To construct a conic (c) knowing two tangents of it, its contact point with one of them and one of its foci.

The conic can be easily constructed using the property in DirectrixProperty.html . In fact, let the known tangents t_{C}, t_{X}
intersect at point B and C be the known contact point on one of them.Then, if X is the contact point on the other
tangent angle(XAB) = angle(BAC) and this determines X as intersection of the known tangent with the reflected of
AC on AB. The other focus is then at a point Y such that angle AXY is bisected by XB. Analogously Y is on line CY
such that angle ACY is bisected by CB. This allows the construction of Y as intersection point of two known lines. Having the two foci {A,Y} and points {C,X} on the conic later is easily constructed.

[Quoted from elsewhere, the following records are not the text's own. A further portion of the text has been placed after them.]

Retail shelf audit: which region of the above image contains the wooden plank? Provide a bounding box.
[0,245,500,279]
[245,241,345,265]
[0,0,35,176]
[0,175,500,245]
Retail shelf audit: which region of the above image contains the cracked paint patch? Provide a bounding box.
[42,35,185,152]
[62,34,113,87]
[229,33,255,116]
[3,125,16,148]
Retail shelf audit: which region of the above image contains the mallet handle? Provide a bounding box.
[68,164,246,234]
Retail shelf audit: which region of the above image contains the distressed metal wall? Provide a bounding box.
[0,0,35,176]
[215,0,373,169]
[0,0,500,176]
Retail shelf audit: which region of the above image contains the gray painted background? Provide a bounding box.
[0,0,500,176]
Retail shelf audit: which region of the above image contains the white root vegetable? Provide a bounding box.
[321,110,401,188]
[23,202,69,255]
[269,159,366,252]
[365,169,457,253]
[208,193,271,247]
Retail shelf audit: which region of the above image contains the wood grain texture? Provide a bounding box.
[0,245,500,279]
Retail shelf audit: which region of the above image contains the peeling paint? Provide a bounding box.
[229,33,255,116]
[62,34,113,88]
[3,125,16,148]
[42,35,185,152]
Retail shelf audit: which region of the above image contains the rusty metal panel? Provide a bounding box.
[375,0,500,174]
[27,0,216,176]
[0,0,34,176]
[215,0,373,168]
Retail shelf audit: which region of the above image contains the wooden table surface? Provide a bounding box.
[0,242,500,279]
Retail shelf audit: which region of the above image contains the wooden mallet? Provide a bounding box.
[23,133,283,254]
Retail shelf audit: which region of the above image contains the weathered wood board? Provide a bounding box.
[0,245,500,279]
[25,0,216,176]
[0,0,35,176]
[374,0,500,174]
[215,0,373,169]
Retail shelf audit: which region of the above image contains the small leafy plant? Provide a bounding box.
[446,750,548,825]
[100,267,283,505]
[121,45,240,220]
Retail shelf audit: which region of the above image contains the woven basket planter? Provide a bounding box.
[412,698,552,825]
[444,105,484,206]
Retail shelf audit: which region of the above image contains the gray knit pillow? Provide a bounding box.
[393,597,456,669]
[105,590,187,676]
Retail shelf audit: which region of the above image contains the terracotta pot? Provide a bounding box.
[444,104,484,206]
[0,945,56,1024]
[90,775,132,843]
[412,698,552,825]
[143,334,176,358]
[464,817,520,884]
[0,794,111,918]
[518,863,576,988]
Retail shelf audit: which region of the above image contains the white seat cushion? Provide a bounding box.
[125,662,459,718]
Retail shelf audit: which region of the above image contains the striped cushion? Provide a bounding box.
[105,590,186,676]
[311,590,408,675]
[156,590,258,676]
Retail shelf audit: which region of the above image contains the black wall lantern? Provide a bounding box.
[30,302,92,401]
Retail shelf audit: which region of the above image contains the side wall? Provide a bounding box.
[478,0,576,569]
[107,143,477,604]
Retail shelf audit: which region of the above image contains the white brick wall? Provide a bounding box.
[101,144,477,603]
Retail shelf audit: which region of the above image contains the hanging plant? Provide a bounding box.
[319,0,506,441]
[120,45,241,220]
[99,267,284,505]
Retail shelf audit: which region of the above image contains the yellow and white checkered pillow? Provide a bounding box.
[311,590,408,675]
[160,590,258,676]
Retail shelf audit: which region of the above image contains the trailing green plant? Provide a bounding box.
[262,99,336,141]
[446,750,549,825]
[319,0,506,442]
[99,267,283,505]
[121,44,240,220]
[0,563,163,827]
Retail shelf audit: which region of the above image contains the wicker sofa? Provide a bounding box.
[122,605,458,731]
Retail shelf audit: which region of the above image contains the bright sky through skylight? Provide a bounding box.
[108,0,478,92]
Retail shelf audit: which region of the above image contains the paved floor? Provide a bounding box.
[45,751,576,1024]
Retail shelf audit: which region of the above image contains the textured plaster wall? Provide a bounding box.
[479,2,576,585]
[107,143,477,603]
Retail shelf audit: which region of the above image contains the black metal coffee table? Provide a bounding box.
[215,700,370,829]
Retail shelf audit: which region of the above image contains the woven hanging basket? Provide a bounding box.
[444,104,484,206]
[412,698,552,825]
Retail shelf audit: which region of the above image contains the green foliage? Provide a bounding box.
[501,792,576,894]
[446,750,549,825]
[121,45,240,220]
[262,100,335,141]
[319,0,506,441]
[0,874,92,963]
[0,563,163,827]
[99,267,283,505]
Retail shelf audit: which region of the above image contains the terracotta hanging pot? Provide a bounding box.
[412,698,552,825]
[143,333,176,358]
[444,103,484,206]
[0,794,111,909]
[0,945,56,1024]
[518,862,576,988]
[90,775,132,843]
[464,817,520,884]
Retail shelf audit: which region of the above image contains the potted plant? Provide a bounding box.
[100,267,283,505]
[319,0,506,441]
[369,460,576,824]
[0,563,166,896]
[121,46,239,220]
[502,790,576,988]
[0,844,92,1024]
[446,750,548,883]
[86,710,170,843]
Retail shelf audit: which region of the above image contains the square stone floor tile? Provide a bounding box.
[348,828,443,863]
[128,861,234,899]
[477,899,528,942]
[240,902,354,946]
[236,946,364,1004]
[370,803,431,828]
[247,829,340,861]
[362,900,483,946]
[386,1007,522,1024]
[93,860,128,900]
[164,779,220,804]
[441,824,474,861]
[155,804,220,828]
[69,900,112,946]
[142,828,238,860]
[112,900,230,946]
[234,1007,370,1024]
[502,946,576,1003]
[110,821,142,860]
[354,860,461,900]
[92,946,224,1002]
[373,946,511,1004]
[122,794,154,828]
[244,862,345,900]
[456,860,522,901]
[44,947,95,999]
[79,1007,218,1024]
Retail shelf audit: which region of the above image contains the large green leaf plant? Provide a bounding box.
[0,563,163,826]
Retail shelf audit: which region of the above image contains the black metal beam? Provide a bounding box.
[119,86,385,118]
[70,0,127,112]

Remark-1 It is easy also to find the kind of the conic from the given data.In fact, let U be the intersection of XC with line AB. Then the harmonic
conjugate V=U(X,C) of U w.r. to (X,C) is on the polar of A i.e. the directrix corresponding to A.Thus, drawing from V an orthogonal line to
AY we construct the directrxix d_{A}.From this we can determine the eccentricity of the conic by measuring the ratio of distances of X from the
focus A and the directrix d_{A}. Remark-2 The case in which Y is at infinity i.e. lines XY and CY are parallel corresponds to the parabola.